Every path leads somewhere.
The choices I make today will affect tomorrow. While we may know that in theory, sometimes we live it as though it’s not a reality.
Two years ago my husband and I planned to take a group to Israel, but CoVid put that trip on hold. We knew that circumstances could dictate when we would be able to go, but we were determined to go nonetheless.
We have been to Israel twice before and both times we came home saying, “we have to go back again soon!” With so much to see and so much to comprehend, a visit to the Holy Land is life-changing in many ways–not the least of which is gaining a whole new perspective on the Bible. Seeing it for yourself, you gain a new understanding of the culture, the topography and the history as your eyes are opened to the “big picture.” Walking in the land of the Bible takes you on a spiritual journey that could literally happen in no other way.
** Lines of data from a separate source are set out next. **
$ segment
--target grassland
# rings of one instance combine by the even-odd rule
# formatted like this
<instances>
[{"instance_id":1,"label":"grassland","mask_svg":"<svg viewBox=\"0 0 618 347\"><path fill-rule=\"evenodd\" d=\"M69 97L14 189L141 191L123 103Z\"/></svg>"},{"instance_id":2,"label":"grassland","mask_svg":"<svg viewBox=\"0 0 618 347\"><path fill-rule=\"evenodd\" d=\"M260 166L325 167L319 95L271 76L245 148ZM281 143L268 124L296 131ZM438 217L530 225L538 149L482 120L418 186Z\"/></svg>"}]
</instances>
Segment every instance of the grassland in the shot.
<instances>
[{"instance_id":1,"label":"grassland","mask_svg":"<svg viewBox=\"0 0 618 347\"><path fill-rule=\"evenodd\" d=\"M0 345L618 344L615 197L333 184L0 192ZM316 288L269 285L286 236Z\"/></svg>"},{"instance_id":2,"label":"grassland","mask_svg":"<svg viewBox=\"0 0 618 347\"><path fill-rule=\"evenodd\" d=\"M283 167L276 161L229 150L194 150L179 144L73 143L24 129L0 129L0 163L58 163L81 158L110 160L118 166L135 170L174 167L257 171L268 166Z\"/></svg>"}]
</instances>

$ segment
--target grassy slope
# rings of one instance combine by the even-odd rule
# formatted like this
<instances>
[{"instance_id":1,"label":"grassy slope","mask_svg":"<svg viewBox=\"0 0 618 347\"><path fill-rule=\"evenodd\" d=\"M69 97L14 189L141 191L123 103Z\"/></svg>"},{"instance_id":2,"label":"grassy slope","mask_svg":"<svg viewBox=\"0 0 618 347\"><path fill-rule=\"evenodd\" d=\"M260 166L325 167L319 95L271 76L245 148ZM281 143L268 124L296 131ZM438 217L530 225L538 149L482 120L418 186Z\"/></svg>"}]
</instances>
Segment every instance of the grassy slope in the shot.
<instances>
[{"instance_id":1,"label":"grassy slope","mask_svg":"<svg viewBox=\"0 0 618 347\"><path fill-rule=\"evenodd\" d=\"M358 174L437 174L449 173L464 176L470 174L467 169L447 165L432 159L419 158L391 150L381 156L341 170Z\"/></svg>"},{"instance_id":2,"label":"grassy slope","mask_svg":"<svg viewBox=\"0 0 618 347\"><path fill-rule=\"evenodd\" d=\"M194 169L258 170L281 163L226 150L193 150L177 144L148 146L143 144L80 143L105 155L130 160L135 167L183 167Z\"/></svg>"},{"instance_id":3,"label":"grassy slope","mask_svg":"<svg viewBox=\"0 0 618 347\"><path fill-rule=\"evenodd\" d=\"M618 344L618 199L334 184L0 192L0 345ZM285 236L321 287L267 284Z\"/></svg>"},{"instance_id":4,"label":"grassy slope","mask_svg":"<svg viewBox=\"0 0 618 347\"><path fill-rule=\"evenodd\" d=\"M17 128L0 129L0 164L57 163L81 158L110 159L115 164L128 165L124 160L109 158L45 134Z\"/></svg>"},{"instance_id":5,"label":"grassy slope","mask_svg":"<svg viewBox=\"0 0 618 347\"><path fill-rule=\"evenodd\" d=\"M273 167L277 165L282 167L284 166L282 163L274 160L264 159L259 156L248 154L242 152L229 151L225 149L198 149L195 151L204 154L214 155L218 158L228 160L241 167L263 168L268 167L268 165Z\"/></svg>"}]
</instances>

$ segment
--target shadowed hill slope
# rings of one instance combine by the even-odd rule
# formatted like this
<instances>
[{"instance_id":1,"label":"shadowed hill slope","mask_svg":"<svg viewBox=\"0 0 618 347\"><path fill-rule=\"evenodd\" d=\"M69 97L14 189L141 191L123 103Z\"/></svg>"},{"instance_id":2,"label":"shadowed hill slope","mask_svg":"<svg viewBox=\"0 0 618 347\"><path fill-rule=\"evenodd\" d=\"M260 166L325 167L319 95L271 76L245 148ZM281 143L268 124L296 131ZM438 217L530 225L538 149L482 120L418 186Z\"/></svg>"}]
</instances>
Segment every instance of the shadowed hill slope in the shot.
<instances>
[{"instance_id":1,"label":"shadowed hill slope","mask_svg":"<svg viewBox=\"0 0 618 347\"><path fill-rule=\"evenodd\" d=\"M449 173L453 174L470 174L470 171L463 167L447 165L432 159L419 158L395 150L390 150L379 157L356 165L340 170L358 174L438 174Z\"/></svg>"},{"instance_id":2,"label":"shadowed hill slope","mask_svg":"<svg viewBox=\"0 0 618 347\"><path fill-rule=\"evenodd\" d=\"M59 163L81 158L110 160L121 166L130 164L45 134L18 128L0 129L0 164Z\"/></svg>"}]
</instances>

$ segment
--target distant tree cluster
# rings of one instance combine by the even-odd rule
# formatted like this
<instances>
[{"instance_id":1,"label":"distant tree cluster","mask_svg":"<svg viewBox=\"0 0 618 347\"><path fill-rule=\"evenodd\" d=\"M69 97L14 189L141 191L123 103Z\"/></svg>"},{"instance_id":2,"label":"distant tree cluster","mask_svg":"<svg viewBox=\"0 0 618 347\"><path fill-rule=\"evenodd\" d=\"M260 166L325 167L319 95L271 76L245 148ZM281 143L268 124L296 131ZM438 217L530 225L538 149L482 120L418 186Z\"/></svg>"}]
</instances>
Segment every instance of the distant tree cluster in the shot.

We just recently returned from our third trip to the Holy Land. One of the most valuable things I brought home with me was a fresh reminder of the absolute necessity of spending time in God’s Word. The words of this book are not just life changing, but are clear directions from God for the path He wants me to take. While not everyone can experience Israel personally, every person can experience God. It is His desire for us to know Him, and He made that possible by giving us the written Word.
Wherever you are in this journey of life, God has a plan that He wants to help you navigate.
This is no easy journey. The path can be dark or lonely. It most certainly will take you through hills and valleys. Sometimes to the mountaintops. Often the path leads you through twists and turns and maybe a dead end or two. The question is not how difficult or how far, but how well we traverse in every circumstance. God wants you to know that you don’t have to go it alone.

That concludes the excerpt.